Again, in theory yes you could do this, but you’re right that it probably won’t work. The sequencing controls will likely have very few OTUs in common with the real samples (and if they do, they may be very low abundance), making the percentile normalization meaningless. For example, an OTU which is absent in your sequencing controls but present in your real data will be converted to 1.0 in all your real samples. I also don’t think that you trust the OTU abundances in your negative sequencing controls, as these are (by definition) just noise, right?
Definitely not.

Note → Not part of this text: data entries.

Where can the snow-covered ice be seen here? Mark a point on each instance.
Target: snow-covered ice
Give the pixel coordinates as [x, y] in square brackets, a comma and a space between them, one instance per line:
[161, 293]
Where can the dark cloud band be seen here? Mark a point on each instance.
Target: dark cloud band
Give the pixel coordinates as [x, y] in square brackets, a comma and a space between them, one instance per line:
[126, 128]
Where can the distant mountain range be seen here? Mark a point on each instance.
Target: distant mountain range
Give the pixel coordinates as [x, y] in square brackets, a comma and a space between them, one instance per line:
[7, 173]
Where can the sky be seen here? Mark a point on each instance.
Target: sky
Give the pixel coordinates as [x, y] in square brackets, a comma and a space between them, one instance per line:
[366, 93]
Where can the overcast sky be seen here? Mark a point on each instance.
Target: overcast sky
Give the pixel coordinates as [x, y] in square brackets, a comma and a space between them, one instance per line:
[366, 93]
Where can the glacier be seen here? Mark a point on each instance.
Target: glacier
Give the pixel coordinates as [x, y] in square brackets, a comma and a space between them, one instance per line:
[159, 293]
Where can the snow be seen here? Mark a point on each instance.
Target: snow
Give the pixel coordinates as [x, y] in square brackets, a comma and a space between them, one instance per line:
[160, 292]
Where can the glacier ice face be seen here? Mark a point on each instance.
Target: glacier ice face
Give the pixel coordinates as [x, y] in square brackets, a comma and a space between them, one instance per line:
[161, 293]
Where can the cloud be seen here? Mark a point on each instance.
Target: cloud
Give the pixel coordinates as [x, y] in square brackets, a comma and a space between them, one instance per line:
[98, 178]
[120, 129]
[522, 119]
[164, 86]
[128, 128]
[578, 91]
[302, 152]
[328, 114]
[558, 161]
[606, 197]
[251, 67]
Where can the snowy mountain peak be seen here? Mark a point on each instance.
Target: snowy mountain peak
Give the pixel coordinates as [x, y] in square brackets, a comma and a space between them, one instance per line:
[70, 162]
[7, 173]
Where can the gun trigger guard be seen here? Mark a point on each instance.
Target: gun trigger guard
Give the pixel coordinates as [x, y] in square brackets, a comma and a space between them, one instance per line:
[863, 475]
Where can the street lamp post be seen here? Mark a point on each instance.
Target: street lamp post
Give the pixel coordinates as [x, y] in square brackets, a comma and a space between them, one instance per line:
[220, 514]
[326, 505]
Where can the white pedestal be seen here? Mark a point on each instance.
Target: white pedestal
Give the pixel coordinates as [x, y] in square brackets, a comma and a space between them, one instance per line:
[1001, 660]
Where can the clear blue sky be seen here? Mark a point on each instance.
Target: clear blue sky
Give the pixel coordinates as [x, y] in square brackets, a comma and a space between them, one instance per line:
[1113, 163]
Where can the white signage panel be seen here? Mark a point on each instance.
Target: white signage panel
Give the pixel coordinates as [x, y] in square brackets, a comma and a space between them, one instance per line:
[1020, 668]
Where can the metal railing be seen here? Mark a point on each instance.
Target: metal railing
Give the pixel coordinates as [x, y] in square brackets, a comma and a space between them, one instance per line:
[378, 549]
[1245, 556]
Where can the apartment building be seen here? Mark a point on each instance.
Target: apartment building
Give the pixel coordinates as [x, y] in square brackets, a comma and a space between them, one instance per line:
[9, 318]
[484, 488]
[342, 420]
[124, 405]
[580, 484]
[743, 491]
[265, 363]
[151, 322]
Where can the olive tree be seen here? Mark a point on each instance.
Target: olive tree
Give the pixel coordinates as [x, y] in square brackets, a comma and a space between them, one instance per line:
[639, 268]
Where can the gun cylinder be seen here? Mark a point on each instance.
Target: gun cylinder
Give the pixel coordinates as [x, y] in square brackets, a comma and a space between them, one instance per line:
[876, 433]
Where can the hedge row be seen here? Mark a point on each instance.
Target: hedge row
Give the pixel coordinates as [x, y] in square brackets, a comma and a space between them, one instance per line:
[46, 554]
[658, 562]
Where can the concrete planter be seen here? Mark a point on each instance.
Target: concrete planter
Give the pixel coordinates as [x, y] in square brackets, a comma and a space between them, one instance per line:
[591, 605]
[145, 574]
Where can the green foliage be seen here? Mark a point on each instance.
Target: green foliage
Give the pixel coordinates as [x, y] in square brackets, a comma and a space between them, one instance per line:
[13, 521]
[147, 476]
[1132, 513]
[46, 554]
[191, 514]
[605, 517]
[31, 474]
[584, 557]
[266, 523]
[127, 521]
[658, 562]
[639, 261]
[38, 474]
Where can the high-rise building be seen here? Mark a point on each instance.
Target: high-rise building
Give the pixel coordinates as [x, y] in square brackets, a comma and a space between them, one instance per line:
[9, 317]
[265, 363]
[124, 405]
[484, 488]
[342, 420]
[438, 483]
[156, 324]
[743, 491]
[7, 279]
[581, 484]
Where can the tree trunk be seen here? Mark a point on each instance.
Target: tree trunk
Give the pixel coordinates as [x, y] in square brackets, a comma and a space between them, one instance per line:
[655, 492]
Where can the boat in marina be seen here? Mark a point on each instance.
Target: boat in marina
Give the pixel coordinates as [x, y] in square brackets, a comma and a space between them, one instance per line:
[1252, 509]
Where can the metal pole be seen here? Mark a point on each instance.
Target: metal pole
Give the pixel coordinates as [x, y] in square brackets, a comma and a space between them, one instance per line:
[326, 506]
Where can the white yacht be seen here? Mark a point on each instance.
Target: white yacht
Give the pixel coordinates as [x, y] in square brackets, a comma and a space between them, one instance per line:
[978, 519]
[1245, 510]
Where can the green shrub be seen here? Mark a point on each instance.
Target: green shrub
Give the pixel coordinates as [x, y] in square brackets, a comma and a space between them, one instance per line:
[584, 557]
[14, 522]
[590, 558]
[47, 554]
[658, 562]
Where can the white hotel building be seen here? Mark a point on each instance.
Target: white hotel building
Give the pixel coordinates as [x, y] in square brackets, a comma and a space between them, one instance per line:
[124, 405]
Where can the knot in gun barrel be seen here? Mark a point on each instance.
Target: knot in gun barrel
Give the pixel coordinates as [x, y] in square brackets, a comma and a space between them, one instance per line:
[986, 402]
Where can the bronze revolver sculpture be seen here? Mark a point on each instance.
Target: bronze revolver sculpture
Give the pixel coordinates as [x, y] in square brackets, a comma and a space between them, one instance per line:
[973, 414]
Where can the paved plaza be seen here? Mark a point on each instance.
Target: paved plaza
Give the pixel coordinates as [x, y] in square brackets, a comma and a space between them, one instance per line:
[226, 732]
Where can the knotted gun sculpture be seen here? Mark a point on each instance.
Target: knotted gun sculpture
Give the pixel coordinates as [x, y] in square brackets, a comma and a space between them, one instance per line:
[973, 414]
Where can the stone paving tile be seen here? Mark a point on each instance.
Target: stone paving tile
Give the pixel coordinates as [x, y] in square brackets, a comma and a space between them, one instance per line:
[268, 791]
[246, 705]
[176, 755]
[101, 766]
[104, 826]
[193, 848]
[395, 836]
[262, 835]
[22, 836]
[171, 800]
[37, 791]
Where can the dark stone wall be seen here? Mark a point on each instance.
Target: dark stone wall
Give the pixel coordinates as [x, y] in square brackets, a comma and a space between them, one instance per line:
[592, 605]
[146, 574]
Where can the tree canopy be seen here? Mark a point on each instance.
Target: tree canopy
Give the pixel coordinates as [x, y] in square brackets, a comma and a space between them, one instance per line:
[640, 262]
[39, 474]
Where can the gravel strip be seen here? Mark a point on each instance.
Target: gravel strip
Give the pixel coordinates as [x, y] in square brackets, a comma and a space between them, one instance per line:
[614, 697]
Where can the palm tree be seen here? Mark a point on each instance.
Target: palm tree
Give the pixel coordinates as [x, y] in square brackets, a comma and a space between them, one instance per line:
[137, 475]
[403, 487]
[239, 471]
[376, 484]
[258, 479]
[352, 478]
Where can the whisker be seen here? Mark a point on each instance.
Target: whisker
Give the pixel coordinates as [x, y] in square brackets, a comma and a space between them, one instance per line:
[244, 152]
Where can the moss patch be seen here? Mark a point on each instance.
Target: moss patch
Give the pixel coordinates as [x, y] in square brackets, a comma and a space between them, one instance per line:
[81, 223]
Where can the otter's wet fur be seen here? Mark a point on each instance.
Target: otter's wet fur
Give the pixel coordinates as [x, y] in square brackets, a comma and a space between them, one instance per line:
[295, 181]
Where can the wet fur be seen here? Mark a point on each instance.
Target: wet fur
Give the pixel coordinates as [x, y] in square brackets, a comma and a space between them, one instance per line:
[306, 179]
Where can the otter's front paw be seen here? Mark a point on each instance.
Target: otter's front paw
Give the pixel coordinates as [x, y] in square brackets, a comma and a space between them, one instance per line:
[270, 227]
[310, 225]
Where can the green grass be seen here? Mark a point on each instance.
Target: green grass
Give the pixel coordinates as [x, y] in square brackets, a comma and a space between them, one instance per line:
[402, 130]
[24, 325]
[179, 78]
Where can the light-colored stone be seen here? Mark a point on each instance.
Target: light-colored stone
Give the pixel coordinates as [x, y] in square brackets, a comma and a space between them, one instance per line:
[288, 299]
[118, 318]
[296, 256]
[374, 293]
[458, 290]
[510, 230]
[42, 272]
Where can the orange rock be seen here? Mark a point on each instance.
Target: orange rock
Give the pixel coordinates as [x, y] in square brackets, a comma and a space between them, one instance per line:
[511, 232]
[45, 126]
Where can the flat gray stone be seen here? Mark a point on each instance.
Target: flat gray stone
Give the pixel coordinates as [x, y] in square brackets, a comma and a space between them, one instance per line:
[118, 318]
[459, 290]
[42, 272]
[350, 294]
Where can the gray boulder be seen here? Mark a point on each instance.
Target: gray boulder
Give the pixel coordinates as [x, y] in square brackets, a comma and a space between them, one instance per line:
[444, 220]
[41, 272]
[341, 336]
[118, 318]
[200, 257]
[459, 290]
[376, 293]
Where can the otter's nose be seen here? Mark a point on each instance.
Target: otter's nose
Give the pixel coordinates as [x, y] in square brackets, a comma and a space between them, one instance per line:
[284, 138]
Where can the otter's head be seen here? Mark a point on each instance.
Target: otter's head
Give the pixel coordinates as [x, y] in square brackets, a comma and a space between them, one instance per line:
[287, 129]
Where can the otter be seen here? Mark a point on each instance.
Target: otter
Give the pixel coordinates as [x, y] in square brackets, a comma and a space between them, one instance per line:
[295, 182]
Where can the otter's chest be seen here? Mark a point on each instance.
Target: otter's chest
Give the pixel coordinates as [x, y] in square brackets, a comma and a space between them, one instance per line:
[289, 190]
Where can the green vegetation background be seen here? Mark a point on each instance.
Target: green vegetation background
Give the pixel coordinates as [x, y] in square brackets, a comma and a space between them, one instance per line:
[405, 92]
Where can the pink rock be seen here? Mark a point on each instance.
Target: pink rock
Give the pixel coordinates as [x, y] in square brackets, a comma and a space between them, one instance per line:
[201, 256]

The point of the method is to identify a group of samples that can be considered “the same” in both of your batches, use these as an anchor to compare all the other samples to (i.e. use them as the null to normalize all other samples relative to), and then combine the data across groups. If you consider one run cases and the other controls, you not only aren’t identifying a group of samples in both groups that are comparable, but you also no longer have two batches to combine. Does that make sense?
I think you have three options here:
- Just do your analyses and remove any results that could be due to batch. For example, if you’re doing beta diversity analyses, only consider comparisons that are within-batch.
- If you have a subset of samples that are the same condition in both sequencing runs, then use that as your “controls” to normalize against. But that depends on the exact experiment you’re running, if any – it won’t work if all 380 samples are just cross-sectional samples from different people.
- You might be able to use batch correction methods that have been developed for other 'omics data. In our paper, we used ComBat and saw that it worked okay to reduce batch effects. I think it mostly shifts the “mean” of the data (I think it assumes that the data in both batches is distributed the same, e.g. has same variance), so it might work depending on what type of batch effect you have. There are other methods as well, though I’m less familiar with them. @seangibbons might have more to say about this as well!